Celtic Connections
Béla Fleck with the BBC SSO
City Halls, Glasgow
Rob Adams
FOUR STARS
His demeanour suggested someone who feared he might be about to live up to the title of his first concerto, The Impostor, but Béla Fleck sounded entirely at home with the BBC Scottish Symphony Orchestra. Fleck has taken his banjo into all sorts of musical environments and just as he immerses himself in jazz duets with pianist Chick Corea and has previously mined the very heart of African traditions, so he has composed an orchestral work that explores the possibilities in depth rather than drawing in nicely shaded accompaniments.
Call and response passages with woodwinds and brass emphasised the first movement’s folksy flavour, with the banjo tracing a supplementary song pattern, and tubular bells enhanced the second’s dramatic quality, eerie dissonances and cheeky banjo harmonics adding to the contrasts. It was in the third, though, where Fleck really began to fly as both composer and instrumentalist. Its bluegrass strings sounded like a natural extension of the banjo, and New Orleans riffs and mewling, bluesy clarinet confirmed that the “impostor” had succeeded in capturing whole swathes of Americana, while the candenza was vintage Fleck, flowing, high speed arpeggios, brilliantly imaginative inversions and strings positively singing with musicality.

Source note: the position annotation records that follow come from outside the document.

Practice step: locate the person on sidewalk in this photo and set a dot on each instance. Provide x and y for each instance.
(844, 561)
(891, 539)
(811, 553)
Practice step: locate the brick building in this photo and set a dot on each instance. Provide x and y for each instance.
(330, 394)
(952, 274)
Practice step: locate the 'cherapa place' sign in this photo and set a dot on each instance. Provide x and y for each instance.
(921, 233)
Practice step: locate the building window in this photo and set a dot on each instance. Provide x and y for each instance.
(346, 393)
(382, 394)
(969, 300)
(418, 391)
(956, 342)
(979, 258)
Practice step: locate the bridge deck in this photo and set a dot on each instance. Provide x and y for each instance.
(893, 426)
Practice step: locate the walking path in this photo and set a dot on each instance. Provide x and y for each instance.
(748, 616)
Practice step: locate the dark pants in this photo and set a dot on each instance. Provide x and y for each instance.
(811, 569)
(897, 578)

Singing musicality also featured in the concert’s coda, where Liam O’Flynn, whose uilleann pipes had sometimes been overpowered by the orchestra in full cry during the first half, joined Fleck, guitarist Arty McGlynn and keyboardist Rod McVey in a superbly measured jig, The Gold Ring. This was a virtuosic meeting with O’Flynn and Fleck playing with fabulous expression and such wonderful fluency and understanding that it begs a rematch at greater length.